O descanso em Jesus é também o descanso da nova criação. A boa notícia no Novo Testamento, que legalistas e fundamentalistas não entendem ou não querem entender, é esta: os que vivem em Cristo não pertencem mais à criação original, que está condenada à destruição, mas a uma nova criação (Jesus é o criador das duas, segundo Jo 1:1-3 e Cl 1:15, 16). Eles não pertencem mais à velha humanidade originada em Adão, mas são novas criaturas em Cristo (Gl 6:15). Para os que estão unidos a Cristo, “as coisas antigas já passaram; eis que se fizeram novas” (2 Co 5:17). Neste contexto, fica claro que o repouso oferecido pelo Antigo Testamento pertence às “coisas antigas” que já passaram, e “se fizeram novas” no descanso em Cristo. 
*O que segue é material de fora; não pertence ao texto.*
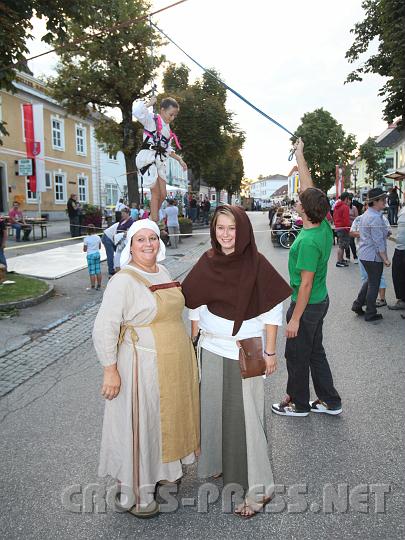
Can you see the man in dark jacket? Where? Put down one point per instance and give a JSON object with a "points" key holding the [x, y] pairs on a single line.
{"points": [[341, 218], [393, 205]]}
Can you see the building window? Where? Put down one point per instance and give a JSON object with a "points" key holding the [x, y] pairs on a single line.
{"points": [[81, 140], [58, 137], [48, 180], [82, 182], [31, 196], [60, 188], [111, 194]]}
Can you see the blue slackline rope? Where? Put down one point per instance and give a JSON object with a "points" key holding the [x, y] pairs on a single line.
{"points": [[229, 88]]}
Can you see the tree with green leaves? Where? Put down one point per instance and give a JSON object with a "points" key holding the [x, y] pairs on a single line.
{"points": [[375, 161], [326, 145], [15, 31], [204, 124], [385, 21], [108, 73], [227, 171]]}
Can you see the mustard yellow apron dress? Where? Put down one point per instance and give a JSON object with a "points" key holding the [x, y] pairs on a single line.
{"points": [[177, 375]]}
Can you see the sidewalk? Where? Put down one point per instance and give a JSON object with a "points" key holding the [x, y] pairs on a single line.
{"points": [[71, 296]]}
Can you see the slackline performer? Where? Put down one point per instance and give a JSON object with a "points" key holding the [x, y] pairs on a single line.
{"points": [[156, 148]]}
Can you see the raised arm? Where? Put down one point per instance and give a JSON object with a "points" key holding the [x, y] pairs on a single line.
{"points": [[303, 171]]}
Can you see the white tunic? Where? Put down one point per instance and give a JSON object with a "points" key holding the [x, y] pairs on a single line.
{"points": [[217, 332], [127, 301]]}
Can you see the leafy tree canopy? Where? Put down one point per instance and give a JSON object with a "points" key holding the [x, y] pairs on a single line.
{"points": [[385, 21], [375, 161], [204, 125], [110, 72], [326, 145]]}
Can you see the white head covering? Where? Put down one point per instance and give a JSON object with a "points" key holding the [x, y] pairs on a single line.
{"points": [[134, 228]]}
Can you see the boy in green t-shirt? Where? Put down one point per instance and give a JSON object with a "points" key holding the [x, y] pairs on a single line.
{"points": [[307, 266]]}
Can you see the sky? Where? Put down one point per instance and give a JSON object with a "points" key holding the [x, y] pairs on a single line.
{"points": [[288, 58]]}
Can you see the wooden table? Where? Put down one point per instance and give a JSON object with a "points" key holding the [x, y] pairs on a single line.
{"points": [[38, 222]]}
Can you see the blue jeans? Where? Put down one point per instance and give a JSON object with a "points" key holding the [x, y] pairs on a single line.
{"points": [[364, 276], [369, 290], [109, 249], [3, 257]]}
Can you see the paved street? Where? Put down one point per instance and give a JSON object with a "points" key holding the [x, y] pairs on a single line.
{"points": [[51, 426], [70, 295]]}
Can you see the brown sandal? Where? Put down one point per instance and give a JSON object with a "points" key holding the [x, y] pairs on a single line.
{"points": [[254, 512]]}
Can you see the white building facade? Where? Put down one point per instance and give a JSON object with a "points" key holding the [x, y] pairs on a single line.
{"points": [[264, 188]]}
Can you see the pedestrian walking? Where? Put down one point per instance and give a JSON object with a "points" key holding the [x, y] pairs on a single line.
{"points": [[372, 254], [172, 214], [398, 263], [355, 235], [393, 205], [108, 241], [73, 210], [151, 418], [18, 223], [134, 212], [120, 236], [307, 267], [341, 219], [353, 214], [92, 246], [118, 209], [3, 241], [206, 207], [234, 293]]}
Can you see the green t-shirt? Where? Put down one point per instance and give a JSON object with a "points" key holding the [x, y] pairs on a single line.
{"points": [[310, 251]]}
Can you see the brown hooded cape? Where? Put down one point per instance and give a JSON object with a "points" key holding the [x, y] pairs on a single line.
{"points": [[238, 286]]}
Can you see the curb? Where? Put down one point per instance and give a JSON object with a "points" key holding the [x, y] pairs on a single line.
{"points": [[28, 302]]}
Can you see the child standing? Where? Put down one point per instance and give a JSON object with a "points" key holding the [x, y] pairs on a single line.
{"points": [[92, 246], [156, 148]]}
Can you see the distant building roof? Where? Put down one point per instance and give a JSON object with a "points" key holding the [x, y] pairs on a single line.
{"points": [[281, 191], [270, 177], [390, 138]]}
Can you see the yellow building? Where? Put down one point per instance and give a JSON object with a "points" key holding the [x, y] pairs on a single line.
{"points": [[69, 153]]}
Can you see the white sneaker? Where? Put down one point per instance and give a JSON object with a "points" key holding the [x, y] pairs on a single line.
{"points": [[321, 407]]}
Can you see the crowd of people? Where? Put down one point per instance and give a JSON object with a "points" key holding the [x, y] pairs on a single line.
{"points": [[157, 415], [363, 230], [115, 237]]}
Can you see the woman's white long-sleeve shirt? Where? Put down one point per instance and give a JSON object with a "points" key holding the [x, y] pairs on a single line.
{"points": [[216, 332]]}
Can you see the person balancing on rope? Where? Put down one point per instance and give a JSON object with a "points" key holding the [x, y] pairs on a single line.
{"points": [[156, 148]]}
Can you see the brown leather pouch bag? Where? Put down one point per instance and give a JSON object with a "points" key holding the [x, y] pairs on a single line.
{"points": [[251, 359]]}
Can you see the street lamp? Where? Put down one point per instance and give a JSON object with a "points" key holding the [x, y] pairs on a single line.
{"points": [[355, 170]]}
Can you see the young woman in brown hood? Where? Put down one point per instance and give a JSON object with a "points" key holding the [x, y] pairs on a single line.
{"points": [[234, 293]]}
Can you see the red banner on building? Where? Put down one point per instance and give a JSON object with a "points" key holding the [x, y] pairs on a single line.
{"points": [[32, 147], [340, 180]]}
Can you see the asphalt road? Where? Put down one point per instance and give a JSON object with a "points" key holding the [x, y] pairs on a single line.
{"points": [[51, 424]]}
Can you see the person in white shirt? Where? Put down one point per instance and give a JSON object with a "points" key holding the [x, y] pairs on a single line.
{"points": [[156, 148], [355, 234], [92, 246], [119, 207], [172, 214], [234, 293]]}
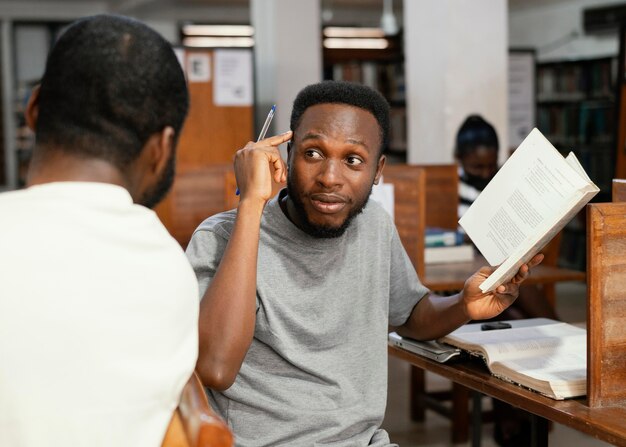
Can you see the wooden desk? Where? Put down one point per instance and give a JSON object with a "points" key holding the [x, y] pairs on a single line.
{"points": [[440, 277], [605, 423]]}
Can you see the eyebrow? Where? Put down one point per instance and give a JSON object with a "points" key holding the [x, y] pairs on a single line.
{"points": [[317, 136]]}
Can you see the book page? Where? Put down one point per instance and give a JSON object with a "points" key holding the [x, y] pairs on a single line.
{"points": [[549, 358], [558, 368], [536, 185], [522, 342]]}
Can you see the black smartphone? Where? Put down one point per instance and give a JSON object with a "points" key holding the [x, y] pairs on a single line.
{"points": [[494, 325]]}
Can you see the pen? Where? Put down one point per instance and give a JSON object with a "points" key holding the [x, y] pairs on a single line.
{"points": [[266, 125]]}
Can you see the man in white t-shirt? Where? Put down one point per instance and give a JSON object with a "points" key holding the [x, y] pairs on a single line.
{"points": [[98, 305]]}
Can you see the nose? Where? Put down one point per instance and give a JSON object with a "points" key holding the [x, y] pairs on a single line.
{"points": [[330, 175]]}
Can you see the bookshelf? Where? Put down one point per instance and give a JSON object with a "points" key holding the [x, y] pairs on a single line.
{"points": [[620, 143], [383, 70], [576, 104]]}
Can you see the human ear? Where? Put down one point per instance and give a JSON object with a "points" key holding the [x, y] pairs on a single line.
{"points": [[32, 108], [163, 149], [379, 168]]}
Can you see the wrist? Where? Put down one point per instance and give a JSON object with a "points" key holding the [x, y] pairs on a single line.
{"points": [[251, 207]]}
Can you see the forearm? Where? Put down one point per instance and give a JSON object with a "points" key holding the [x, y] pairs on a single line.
{"points": [[435, 316], [228, 307]]}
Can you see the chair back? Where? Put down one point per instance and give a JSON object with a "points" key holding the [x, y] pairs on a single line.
{"points": [[409, 185], [231, 200], [195, 423], [618, 193], [442, 195]]}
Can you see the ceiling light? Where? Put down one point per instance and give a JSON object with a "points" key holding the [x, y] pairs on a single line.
{"points": [[218, 30], [345, 31], [218, 42], [366, 44]]}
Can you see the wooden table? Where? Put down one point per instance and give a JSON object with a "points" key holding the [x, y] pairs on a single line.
{"points": [[607, 423], [452, 276]]}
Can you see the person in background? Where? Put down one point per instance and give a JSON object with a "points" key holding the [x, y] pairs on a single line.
{"points": [[299, 290], [98, 304], [476, 152]]}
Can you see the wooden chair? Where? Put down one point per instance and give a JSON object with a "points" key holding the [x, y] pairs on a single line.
{"points": [[194, 423], [441, 210], [409, 186], [606, 304], [618, 193]]}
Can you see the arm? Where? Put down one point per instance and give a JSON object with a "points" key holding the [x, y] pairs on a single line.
{"points": [[435, 316], [228, 307]]}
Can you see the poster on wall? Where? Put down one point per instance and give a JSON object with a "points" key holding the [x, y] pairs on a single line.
{"points": [[232, 85], [521, 95], [198, 67]]}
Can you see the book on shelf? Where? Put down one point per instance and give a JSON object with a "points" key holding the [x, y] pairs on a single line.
{"points": [[442, 237], [530, 199], [443, 246], [544, 355]]}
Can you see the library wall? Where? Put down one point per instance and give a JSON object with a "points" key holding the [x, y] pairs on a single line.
{"points": [[446, 81], [555, 30]]}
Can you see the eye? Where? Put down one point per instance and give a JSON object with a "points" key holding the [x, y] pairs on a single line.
{"points": [[312, 153], [354, 160]]}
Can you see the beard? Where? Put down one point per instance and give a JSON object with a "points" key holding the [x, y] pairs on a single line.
{"points": [[155, 194], [322, 231]]}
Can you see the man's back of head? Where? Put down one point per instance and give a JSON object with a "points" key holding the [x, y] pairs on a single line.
{"points": [[99, 301], [110, 83]]}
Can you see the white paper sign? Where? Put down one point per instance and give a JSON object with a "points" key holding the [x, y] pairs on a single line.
{"points": [[521, 96], [198, 67], [233, 78], [180, 55]]}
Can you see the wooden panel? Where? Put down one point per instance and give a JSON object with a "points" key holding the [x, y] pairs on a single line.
{"points": [[442, 195], [618, 193], [197, 193], [606, 300], [409, 183], [212, 134]]}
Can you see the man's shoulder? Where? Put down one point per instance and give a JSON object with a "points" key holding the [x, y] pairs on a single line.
{"points": [[221, 223], [375, 214]]}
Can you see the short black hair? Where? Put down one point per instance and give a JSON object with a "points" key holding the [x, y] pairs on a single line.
{"points": [[474, 132], [110, 83], [341, 92]]}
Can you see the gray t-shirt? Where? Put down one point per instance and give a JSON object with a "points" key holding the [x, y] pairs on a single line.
{"points": [[316, 371]]}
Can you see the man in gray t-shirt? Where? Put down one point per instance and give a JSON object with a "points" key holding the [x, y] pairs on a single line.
{"points": [[298, 291]]}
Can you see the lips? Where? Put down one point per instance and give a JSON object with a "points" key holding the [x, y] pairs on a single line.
{"points": [[328, 203]]}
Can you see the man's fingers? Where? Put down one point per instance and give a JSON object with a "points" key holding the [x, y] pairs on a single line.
{"points": [[280, 170], [536, 260], [276, 139]]}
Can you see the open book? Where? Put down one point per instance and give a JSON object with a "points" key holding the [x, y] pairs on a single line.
{"points": [[531, 198], [538, 353]]}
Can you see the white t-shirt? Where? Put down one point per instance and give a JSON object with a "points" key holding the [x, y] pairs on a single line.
{"points": [[98, 318]]}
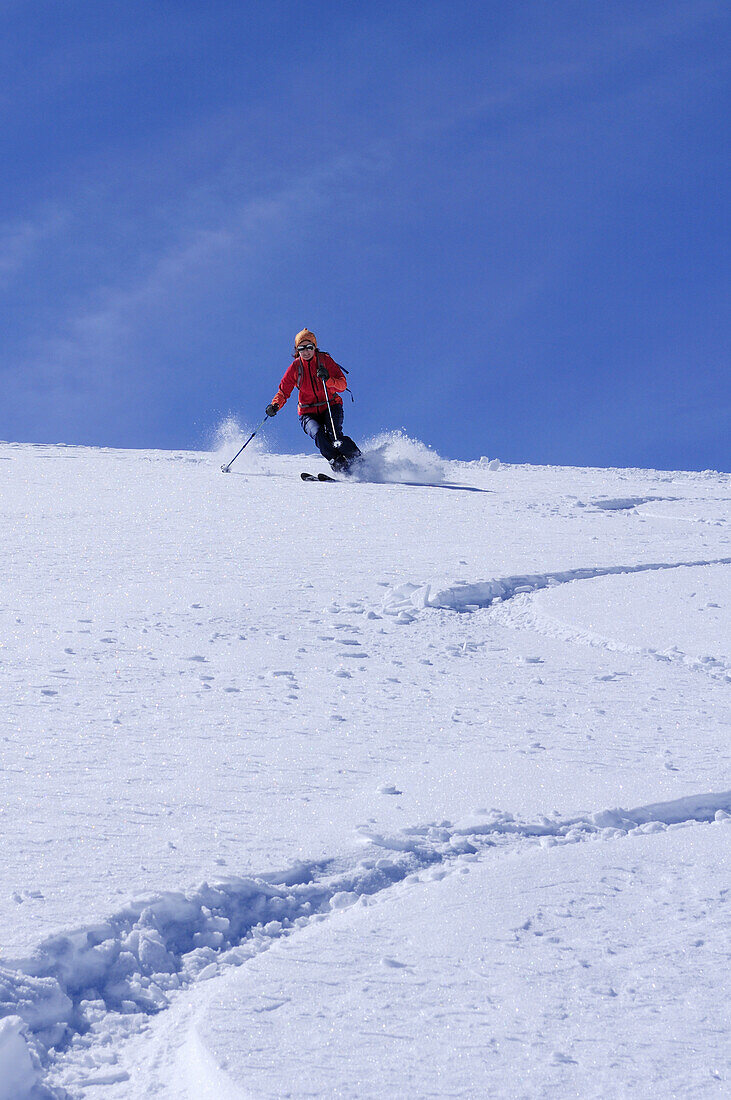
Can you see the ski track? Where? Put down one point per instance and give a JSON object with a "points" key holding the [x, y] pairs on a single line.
{"points": [[107, 979], [78, 987], [405, 602]]}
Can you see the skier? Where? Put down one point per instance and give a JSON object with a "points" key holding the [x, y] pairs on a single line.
{"points": [[320, 382]]}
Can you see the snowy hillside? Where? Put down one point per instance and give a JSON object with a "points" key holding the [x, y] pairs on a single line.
{"points": [[410, 787]]}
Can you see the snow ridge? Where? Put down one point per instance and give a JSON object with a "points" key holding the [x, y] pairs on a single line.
{"points": [[137, 958], [408, 597]]}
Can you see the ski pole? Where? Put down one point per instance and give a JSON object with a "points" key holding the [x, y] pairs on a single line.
{"points": [[226, 466], [335, 440]]}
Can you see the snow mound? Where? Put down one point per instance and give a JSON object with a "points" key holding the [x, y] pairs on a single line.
{"points": [[19, 1068], [395, 457]]}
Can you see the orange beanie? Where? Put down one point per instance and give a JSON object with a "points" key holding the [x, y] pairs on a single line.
{"points": [[306, 337]]}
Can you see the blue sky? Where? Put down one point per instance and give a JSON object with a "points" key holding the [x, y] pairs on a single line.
{"points": [[508, 220]]}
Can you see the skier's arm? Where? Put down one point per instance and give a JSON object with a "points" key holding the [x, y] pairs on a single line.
{"points": [[286, 387]]}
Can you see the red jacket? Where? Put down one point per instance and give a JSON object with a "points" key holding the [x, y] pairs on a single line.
{"points": [[311, 394]]}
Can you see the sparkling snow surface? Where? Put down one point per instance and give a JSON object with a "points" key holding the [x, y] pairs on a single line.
{"points": [[412, 785]]}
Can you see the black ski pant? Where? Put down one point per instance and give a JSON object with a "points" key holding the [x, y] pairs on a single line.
{"points": [[317, 426]]}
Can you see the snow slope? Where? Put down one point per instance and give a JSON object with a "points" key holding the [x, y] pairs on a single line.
{"points": [[313, 790]]}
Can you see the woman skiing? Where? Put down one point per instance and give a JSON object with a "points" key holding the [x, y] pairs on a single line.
{"points": [[320, 382]]}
Neste descanso há uma ampliação não só do repouso, mas também dos aspectos relacionados com ele no mandamento do sábado e no padrão rítmico de ação semanal. A liberdade conquistada pelos cristãos, em Cristo, é completa em relação à liberdade conquistada pelos hebreus, em Javé, no Egito. E a alegria resultante da contemplação do que Deus proveu na criação original se amplia e se completa na alegria pelo que Deus proveu, mediante Jesus Cristo, na nova criação (entre outros, graça abundante, perdão completo, vida nova aqui e agora e vida eterna no reino de Deus).

Conheço gente que aceitou guardar o descanso do sábado segundo a lei de Moisés, mas ainda não aprendeu a descansar em Cristo. E isto acontece, talvez, porque alguns pregadores com tendências judaizantes enfatizam mais o descanso do sétimo dia (atualmente sobrecarregado de cultos e atividades religiosas) que o descanso em Cristo. Essa pobre gente não percebe que repousar no sétimo dia sem descansar em Cristo é próprio de judeus, não de cristãos. Por isso, há guardadores do sábado que não conseguem entrar no descanso completo e definitivo oferecido por Deus mediante Jesus Cristo. 

Minha posição é a seguinte: precisamos sim de um dia para descansar do trabalho; todavia precisamos mais ainda do descanso completo em Cristo, que nos abre o caminho para o gozo da tranqüilidade perfeita no reino vindouro de Deus.